Il la ramena dans la grande salle conique qui occupait la plus grande partie du rez-de-chaussée du château d’eau. Là, il tira d’un placard un autre tableau blanc, jumeau de celui que la jeune fille avait observé dans la petite pièce, le posa sur une pile de livres et, au crayon-feutre rouge, inscrivit en haut en grosses lettres :
ARBRE DES PASSÉS.
Comme par magie, Isidore Katzenberg fit apparaître une bouteille de champagne et deux flûtes ternies.
— Fêtons cette inauguration.
Ils trinquèrent. Ils burent. Puis Isidore Katzenberg se concentra et commença à remplir le tableau en y inscrivant de mémoire, sur le tronc puis sur les branches, tous les grands événements et principaux tournants du passé. Inventions, dynasties, empires, explorations, batailles, mouvements de populations, révolutions, crises, mouvements sociaux… Il s’efforçait de ne rien oublier.
Isidore Katzenberg partit de « maintenant » pour descendre sur la décennie, puis le siècle, puis tous les siècles précédents.
Au bout d’une heure de création de branches et de feuilles, épuisé, il se passa la main sur le front. Lucrèce, admirative, n’avait pas prononcé un mot. Elle observait l’arbre des passés de l’humanité se déployer de haut en bas comme un végétal dont elle aurait vu les racines croître en accéléré.
— Reste évidemment le mystère des origines, remarqua Isidore Katzenberg en contemplant son œuvre. « Quand » et « Pourquoi » est apparu le premier être humain.

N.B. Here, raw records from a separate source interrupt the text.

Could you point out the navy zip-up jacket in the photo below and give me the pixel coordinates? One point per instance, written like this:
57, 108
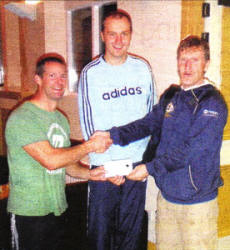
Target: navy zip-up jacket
186, 167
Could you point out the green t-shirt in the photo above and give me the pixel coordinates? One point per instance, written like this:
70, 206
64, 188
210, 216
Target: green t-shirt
35, 190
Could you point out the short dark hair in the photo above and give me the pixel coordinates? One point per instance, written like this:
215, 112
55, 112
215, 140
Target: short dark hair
194, 41
117, 14
45, 58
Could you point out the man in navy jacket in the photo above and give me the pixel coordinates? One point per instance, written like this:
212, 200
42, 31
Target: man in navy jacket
186, 166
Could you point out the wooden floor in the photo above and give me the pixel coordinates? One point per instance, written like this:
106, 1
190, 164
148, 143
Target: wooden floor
75, 221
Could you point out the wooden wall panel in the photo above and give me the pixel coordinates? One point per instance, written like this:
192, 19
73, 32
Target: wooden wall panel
223, 201
192, 22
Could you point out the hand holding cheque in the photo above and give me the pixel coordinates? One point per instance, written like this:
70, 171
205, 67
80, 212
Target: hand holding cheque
115, 170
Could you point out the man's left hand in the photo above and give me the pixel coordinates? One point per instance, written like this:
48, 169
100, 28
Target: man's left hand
139, 173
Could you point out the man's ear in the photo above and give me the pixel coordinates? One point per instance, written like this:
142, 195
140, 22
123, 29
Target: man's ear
38, 79
206, 66
102, 36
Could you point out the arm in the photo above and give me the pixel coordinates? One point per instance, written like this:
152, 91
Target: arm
84, 109
53, 158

Au feutre bleu, il porta une dernière touche, un point d’interrogation dans la zone couvrant moins 4 à moins 2 millions d’années.
— Le Pr Adjemian, lui, le savait probablement, rappela la journaliste stagiaire.
Isidore Katzenberg considéra son tableau et le vide au bas de l’arbre.
— Dans ce cas, le mieux serait de retourner explorer à fond son appartement.
— Je l’ai déjà fait et ça ne m’a pas servi à grand-chose.
Le gros homme remit soigneusement le capuchon sur les feutres et les rangea dans un plumier en bois.
— Si quelqu’un a cherché à réduire en cendres le lieu du crime, dit-il, c’est qu’il y a là-bas, quelque part, une information qu’on veut nous cacher.